The TLC won the 2016 Whitaker v. Kenosha Unified School District case that guaranteed transgender students protection under Title IX of the Education Amendments of 1972 and the Equal Protection Clause of the constitution. The case was about a transgender teen being denied access to the male-designated restrooms at his high school.
Chung said understanding this uphill battle many trans people face is what inspired her to get into policy advocacy.
"Seeing the inequality and the inequity in the systems and how little transgender people get as resources, how many hoops they have to jump through in order to get services," she said.
To help improve these outcomes, in 2015 Chung founded the network Positively Trans to address inequities, stigma, and discrimination against transgender people living with HIV.
However, Chung said one of the greatest threats to the trans community remains anti-trans violence. According to the Human Rights Commission, 44 transgender and gender non-conforming people were killed in 2020, making it the most violent year on record.
So far in 2021, 27 transgender or gender non-conforming people have been killed, with the majority of the victims being Black and Latinx transgender women.
The HRC started tracking these crimes in 2013 and acknowledges that often these incidents go unreported or misreported.
"The only way that we can really create change is not just changing peoples' minds. We also need to find ways to change peoples' hearts," Chung said. "If everyone realized that they might have a friend, a cousin, a co-worker, a mother, a father, a son, or daughter or grandchild who is transgender, maybe that will start shifting some of these conversations."
During a tour of her apartment, Chung walked to a bookcase adorned with awards and a signed picture with former President Barack Obama at the White House.
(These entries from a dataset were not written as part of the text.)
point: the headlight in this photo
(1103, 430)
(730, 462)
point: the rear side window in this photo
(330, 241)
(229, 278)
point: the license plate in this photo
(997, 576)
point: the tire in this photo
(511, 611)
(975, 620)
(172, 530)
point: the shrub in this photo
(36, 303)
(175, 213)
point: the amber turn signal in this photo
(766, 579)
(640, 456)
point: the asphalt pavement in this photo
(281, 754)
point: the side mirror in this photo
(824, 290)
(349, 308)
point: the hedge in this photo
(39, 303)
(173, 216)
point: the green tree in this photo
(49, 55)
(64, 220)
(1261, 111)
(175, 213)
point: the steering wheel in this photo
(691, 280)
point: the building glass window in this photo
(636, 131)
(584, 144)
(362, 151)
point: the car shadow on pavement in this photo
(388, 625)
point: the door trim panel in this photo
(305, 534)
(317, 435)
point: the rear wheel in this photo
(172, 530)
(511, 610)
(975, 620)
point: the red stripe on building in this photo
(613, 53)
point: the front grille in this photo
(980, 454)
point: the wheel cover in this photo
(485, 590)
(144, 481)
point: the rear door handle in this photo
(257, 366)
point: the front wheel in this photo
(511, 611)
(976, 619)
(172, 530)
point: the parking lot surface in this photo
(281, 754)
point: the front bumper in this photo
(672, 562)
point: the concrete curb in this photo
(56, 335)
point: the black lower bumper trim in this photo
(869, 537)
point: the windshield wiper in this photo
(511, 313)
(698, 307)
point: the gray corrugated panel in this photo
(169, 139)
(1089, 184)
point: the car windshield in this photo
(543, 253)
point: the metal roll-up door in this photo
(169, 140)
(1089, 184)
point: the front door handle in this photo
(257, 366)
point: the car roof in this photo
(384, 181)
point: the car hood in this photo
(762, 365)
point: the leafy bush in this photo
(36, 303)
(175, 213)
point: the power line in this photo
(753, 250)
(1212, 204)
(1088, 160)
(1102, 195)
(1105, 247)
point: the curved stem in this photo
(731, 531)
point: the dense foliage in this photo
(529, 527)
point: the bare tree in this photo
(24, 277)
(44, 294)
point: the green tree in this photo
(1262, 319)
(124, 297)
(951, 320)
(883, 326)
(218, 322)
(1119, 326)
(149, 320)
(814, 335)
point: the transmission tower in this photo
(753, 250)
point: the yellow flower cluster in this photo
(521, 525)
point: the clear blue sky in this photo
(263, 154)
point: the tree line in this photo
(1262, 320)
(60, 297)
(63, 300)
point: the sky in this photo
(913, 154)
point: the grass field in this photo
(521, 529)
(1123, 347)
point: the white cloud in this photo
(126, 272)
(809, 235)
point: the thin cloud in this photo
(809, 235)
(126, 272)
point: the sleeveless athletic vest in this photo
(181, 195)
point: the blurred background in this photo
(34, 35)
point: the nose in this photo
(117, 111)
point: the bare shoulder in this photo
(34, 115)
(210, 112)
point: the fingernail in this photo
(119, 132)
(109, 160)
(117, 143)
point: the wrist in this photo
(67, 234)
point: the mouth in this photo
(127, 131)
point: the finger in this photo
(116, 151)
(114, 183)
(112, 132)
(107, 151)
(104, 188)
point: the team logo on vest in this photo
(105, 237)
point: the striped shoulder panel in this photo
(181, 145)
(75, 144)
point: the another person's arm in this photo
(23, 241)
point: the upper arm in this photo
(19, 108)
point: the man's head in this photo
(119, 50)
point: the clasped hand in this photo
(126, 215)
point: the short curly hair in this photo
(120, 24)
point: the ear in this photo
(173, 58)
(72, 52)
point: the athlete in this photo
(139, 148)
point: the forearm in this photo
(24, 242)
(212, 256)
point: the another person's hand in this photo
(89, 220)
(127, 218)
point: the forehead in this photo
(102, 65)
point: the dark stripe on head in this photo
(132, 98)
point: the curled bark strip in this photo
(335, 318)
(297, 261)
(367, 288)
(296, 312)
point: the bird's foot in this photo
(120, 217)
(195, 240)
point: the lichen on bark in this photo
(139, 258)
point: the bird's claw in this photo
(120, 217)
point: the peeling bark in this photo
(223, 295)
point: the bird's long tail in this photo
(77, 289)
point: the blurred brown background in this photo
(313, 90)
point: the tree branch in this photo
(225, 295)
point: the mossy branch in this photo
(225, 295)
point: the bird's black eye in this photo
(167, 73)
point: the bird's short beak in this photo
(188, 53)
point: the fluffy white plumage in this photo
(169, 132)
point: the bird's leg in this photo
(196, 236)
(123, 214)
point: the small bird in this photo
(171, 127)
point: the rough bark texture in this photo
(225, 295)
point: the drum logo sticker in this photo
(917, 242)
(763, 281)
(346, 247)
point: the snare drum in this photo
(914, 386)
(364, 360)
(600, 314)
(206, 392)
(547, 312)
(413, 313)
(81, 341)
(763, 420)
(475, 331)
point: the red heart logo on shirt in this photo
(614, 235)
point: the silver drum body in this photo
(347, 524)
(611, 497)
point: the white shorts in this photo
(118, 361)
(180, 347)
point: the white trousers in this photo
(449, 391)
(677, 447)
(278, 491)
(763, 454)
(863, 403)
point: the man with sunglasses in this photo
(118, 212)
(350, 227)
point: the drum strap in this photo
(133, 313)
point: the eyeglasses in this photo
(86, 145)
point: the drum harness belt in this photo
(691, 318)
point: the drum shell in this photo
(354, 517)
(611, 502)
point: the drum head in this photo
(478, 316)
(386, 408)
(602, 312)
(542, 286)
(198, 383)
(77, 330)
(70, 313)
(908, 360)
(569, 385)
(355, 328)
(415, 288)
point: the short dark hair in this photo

It's a group shot of Chung and three loved ones that makes her light up.
They are her three adoptive kids. No, there's no paperwork involved, but to Chung, this chosen family means the world.
"Creating these kinds of chosen families with a mother or father figures or someone that the younger folks can look up to is crucial because they need role models. We need to be able to share some hope with them," she said.
"What I really love is how colorful our community is. Looking at the kind of identities and expressions...people have been transforming," Chung added. "We are seeing kids now that are very creative with their gender expression. It just shows the possibilities are limitless."